The written notice must include a) the reason for the transfer or discharge, b) the effective date of the transfer or discharge, c) the location to which the resident is transferred or discharged; and d) a statement that the resident has the right to appeal the action to the state. The notice must also include the name, address, and telephone number of the State Long-Term Care Ombudsman. For nursing home residents with developmental disabilities or mental illness, the notice must include the mailing address and telephone number of the Department for Rights of Virginians with Disabilities.

A nursing home must provide sufficient preparation and orientation to residents to ensure a safe and orderly transfer or discharge from the nursing home. In addition, the nursing  home must assist the resident and his or her family in locating and coordinating the services needed for a smooth transition. Residents and their families and legal representatives have the right to choose their own service providers.
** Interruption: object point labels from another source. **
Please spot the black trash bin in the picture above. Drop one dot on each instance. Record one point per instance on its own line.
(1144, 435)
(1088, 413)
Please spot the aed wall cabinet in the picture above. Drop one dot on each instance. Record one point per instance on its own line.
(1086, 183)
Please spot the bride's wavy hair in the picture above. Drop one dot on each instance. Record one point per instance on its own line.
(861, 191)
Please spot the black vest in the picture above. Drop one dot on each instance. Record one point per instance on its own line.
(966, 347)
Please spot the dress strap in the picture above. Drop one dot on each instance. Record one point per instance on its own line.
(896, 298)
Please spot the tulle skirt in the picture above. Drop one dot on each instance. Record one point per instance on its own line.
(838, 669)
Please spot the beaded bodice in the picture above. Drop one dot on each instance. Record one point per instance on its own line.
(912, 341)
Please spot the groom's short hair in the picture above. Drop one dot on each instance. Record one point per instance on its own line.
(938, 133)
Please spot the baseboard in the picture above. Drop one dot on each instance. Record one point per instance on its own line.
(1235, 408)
In addition to the federal requirements above regarding transfer and discharge, nursing home should also note the requirements of subsection B of §32.1-138 of the Code of Virginia:

    • All established policies and procedures regarding the rights and responsibilities of patients shall be printed in at least twelve-point type and posted conspicuously in a public place in all nursing home facilities required to be licensed under the provisions of Article 1 (§ 32.1-123 et seq.) of this chapter. These policies and procedures shall include the name and telephone number of the complaint coordinator in the Division of Licensure and Certification of the Virginia Department of Health as well as the toll-free number for the Virginia Long-Term Care Ombudsman Program and any substate ombudsman program serving the area. Copies of such policies and procedures shall be given to patients upon admittance to the facility and made available to patients currently in residence, to any guardians, next of kin, or sponsoring agency or agencies, and to the public.
 

Per § 32.1-138.1 of the Code of Virginia, a nursing home may discharge or transfer a patient, including transfer within the nursing home, only: (1) if appropriate to meet that patient's documented medical needs; (2) if appropriate to safeguard that patient or one or more other patients from physical or emotional injury; or (3) On account of nonpayment for his or her stay except as prohibited by Title XVIII or XIX of the Social Security Act and the Virginia State Plan for Medical Assistance Services.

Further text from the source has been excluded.